JSON-based span annotations

Hallucination spans are extracted from the LLM's structured JSON response, not from difflib character-level diffs. The LLM returns {"hallucinated_code": "...", "changes": [{"original": "...", "hallucinated": "..."}]} and spans are found by string matching. Quality controls enforce 2-3 spans per sample (avg 2.8), minimum 15 chars per span, and total coverage under 60%.

20% documentation split

A subset of instances (20%) include Context7 library documentation, filtered to only the repo's primary library. Documentation is also passed to the hallucination injector, enabling semantic hallucinations that contradict documented API behavior.

Zero repo overlap between splits

SWE-bench's train/dev/test splits naturally have zero repository overlap across 53 unique repos. This means test performance measures generalization to completely unseen codebases.

Training on This Dataset

Once you've generated the dataset, there are two training approaches. See Architecture Research for the full rationale behind each.

Approach A: Token Classification (ModernBERT)

The standard LettuceDetect approach — a lightweight encoder that labels each token as supported or hallucinated.

# Code data only
python scripts/train_code_hallucination.py \
    --code-data-path data/code_hallucination/code_hallucination_data.json \
    --model-name answerdotai/ModernBERT-base \
    --output-dir output/code_hallucination_detector \
    --batch-size 4 \
    --epochs 6 \
    --learning-rate 1e-5

# Code + RAGTruth combined (better generalization across text and code)
python scripts/train_code_hallucination.py \
    --code-data-path data/code_hallucination/code_hallucination_data.json \
    --ragtruth-path data/ragtruth/ragtruth_data.json \
    --model-name answerdotai/ModernBERT-base \
    --output-dir output/code_hallucination_detector \
    --batch-size 4 \
    --epochs 6

The training script uses SWE-bench splits directly — train for training, dev for validation, test held out. Zero repository overlap between splits.

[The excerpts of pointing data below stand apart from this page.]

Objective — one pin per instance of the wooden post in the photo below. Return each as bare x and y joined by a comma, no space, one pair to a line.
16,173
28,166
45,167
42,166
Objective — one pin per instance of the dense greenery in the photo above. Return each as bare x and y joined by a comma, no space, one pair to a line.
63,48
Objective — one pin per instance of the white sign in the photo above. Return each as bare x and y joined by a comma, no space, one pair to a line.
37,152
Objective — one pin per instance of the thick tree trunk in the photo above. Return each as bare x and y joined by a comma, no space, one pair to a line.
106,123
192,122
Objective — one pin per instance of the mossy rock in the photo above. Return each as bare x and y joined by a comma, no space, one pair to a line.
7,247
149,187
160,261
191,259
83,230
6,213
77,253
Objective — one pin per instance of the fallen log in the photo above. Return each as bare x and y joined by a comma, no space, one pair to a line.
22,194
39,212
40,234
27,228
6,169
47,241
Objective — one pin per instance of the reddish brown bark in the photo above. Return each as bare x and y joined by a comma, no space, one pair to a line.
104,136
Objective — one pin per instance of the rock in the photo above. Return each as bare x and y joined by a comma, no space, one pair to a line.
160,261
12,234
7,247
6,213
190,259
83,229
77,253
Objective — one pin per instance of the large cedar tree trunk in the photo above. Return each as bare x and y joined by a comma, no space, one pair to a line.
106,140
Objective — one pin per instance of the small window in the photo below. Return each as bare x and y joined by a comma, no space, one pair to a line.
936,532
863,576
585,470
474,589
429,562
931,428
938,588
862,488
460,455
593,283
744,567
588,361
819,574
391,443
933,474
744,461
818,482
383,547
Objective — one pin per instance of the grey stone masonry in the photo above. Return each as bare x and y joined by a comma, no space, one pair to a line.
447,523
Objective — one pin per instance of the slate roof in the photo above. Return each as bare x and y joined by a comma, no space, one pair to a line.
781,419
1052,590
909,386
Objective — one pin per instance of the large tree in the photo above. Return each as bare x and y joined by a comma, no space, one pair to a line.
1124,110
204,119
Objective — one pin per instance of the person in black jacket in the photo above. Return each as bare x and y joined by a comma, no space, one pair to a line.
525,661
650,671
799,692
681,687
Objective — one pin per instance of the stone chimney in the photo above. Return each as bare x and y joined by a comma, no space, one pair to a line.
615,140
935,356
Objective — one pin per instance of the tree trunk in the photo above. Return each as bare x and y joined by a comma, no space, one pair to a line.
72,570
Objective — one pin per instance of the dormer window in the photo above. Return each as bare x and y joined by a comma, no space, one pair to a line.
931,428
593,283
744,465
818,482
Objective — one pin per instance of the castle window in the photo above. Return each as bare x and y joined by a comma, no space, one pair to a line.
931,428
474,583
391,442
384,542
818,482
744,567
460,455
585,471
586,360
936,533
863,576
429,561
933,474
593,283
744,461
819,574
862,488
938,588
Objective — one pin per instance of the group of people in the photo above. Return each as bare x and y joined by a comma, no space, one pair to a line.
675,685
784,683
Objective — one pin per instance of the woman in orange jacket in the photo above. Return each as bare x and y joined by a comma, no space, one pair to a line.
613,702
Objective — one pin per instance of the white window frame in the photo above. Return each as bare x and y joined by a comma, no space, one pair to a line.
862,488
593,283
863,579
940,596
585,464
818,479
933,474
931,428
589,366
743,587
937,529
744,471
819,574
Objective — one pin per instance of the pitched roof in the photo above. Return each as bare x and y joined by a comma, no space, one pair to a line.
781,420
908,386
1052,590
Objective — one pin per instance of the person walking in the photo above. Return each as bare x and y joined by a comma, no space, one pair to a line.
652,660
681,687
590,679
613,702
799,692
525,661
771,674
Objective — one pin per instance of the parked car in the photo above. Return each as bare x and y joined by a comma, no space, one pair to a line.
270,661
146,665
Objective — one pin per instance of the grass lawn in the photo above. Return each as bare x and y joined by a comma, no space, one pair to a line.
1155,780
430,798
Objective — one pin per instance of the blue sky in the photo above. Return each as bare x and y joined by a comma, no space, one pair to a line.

Approach D: Generative Span Detection (Qwen SFT)

Fine-tune a decoder LLM to read context + answer and generate a JSON list of hallucinated spans with explanations. This is the reverse of the injection pipeline.

# Requires: pip install peft
python scripts/train_generative_detector.py \
    --code-data-path data/code_hallucination/code_hallucination_data.json \
    --model-name Qwen/Qwen3.5-2B \
    --output-dir output/generative_detector \
    --batch-size 2 \
    --epochs 3 \
    --lora-r 16

The model learns to output:

{"hallucinated_spans": [{"text": "response.json_decode()", "explanation": "method is json(), not json_decode()"}]}

For clean samples it outputs {"hallucinated_spans": []}.

Training uses LoRA for memory efficiency (~5-8GB VRAM). Only the model's response tokens contribute to the loss — context and prompt tokens are masked.

Parameter Default Description
--model-name Qwen/Qwen3.5-2B Any HuggingFace causal LM
--lora-r 16 LoRA rank (higher = more capacity, more memory)
--lora-alpha 32 LoRA scaling factor
--batch-size 2 Training batch size
--epochs 3 Number of training epochs
--learning-rate 2e-4 Learning rate
--gradient-accumulation-steps 4 Accumulate gradients over N steps (simulates larger batch)

Evaluate

python scripts/evaluate_code_hallucination.py \
    --model_path output/code_hallucination_detector \
    --data_path data/code_hallucination/code_hallucination_data.json \
    --evaluation_type example_level

End-to-End Example

# 1. Generate dataset (local vLLM for speed)
vllm serve Qwen/Qwen3.5-2B --port 8000  # in another terminal

BATCH_SIZE=16 \
API_BASE_URL=http://localhost:8000/v1 \
OPENAI_API_KEY=dummy \
MODEL=Qwen/Qwen3.5-2B \
  python -m scripts.code_hallucination.pipeline --all

# 2. Train
python scripts/train_code_hallucination.py \
    --code-data-path data/code_hallucination/code_hallucination_data.json \
    --model-name answerdotai/ModernBERT-base \
    --output-dir output/code_hallucination_detector \
    --batch-size 4 --epochs 6

# 3. Evaluate
python scripts/evaluate_code_hallucination.py \
    --model_path output/code_hallucination_detector \
    --data_path data/code_hallucination/code_hallucination_data.json \
    --evaluation_type example_level

The pipeline is fully resumable — every slow phase saves results incrementally to JSONL. If it crashes, re-run the same command and it picks up where it left off.